More Definitions of Change of Control Closing Date

Change of Control Closing Date means the particular date of the Change of Control Closing that is the Business Day immediately following the date on which all of the conditions and agreements set forth in Article II and Article V hereof are satisfied, or such other date as the parties may agree, provided that such Change of Control Closing occurs on or prior to the Termination Date.
Change of Control Closing Date means the particular date of the Change of Control Closing that is the Business Day immediately following the date on which all of the conditions and agreements set forth in the Dakota Agreement are satisfied, or such other date as the parties thereto may agree, provided that such Change of Control Closing occurs on or prior to the 5:00 p.m. Vancouver time on October 15, 2020, unless terminated prior thereto by (i) mutual agreement of the Corporation and Dakota or (ii) the purchase by the Corporation of the maximum number of Dakota Shares as provided for in the Dakota Agreement.
Change of Control Closing Date means the date, if any, on which Clearwater Paper Corporation or any affiliate thereof (“Clearwater”) acquires, directly or indirectly, ownership of more than 50% of the total outstanding voting Equity Interests of Cellu Tissue.

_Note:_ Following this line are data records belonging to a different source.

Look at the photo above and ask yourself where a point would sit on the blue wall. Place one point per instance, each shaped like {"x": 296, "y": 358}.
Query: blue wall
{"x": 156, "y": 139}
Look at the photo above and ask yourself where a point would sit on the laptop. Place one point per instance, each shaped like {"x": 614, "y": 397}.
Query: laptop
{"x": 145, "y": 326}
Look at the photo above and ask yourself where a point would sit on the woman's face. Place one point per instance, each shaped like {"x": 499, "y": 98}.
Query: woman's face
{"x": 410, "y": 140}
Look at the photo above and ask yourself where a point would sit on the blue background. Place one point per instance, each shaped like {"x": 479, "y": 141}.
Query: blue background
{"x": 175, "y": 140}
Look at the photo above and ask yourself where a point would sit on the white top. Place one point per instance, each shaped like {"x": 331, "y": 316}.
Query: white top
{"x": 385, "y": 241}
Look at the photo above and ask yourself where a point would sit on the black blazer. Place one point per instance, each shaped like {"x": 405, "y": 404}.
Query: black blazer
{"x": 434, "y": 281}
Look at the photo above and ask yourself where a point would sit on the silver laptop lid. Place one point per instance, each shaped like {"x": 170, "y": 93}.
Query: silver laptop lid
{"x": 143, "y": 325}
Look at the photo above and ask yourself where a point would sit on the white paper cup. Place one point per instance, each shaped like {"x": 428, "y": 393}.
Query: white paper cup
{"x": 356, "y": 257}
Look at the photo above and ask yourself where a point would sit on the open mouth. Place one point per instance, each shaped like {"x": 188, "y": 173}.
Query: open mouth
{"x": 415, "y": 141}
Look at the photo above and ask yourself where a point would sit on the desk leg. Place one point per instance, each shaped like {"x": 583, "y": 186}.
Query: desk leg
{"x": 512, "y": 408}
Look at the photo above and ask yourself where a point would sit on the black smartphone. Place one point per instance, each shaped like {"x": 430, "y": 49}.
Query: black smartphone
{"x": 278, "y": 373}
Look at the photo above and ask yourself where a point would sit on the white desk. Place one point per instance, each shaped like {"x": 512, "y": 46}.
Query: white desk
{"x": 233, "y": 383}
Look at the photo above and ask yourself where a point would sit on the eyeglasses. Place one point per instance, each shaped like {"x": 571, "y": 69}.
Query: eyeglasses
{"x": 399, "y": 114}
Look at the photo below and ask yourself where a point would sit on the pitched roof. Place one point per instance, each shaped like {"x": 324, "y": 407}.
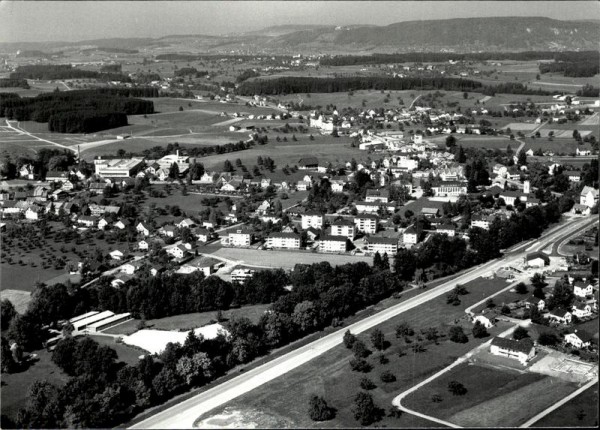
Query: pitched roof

Related to Change of Control Closing Date

  • Change of Control Put Date shall have the meaning specified in Section 11.1.

  • Change of Control Date means the date on which a Change of Control occurs.

  • Change of Control Transaction means the occurrence after the date hereof of any of (a) an acquisition after the date hereof by an individual or legal entity or “group” (as described in Rule 13d-5(b)(1) promulgated under the Exchange Act) of effective control (whether through legal or beneficial ownership of capital stock of the Company, by contract or otherwise) of in excess of 33% of the voting securities of the Company (other than by means of conversion or exercise of the Debentures and the Securities issued together with the Debentures), (b) the Company merges into or consolidates with any other Person, or any Person merges into or consolidates with the Company and, after giving effect to such transaction, the stockholders of the Company immediately prior to such transaction own less than 66% of the aggregate voting power of the Company or the successor entity of such transaction, (c) the Company sells or transfers all or substantially all of its assets to another Person and the stockholders of the Company immediately prior to such transaction own less than 66% of the aggregate voting power of the acquiring entity immediately after the transaction, (d) a replacement at one time or within a three year period of more than one-half of the members of the Board of Directors which is not approved by a majority of those individuals who are members of the Board of Directors on the Original Issue Date (or by those individuals who are serving as members of the Board of Directors on any date whose nomination to the Board of Directors was approved by a majority of the members of the Board of Directors who are members on the date hereof), or (e) the execution by the Company of an agreement to which the Company is a party or by which it is bound, providing for any of the events set forth in clauses (a) through (d) above.

  • Change of Control Purchase Date shall have the meaning specified in Section 10.1.

  • Change of Control Conversion Date shall have the meaning provided in the Articles Supplementary.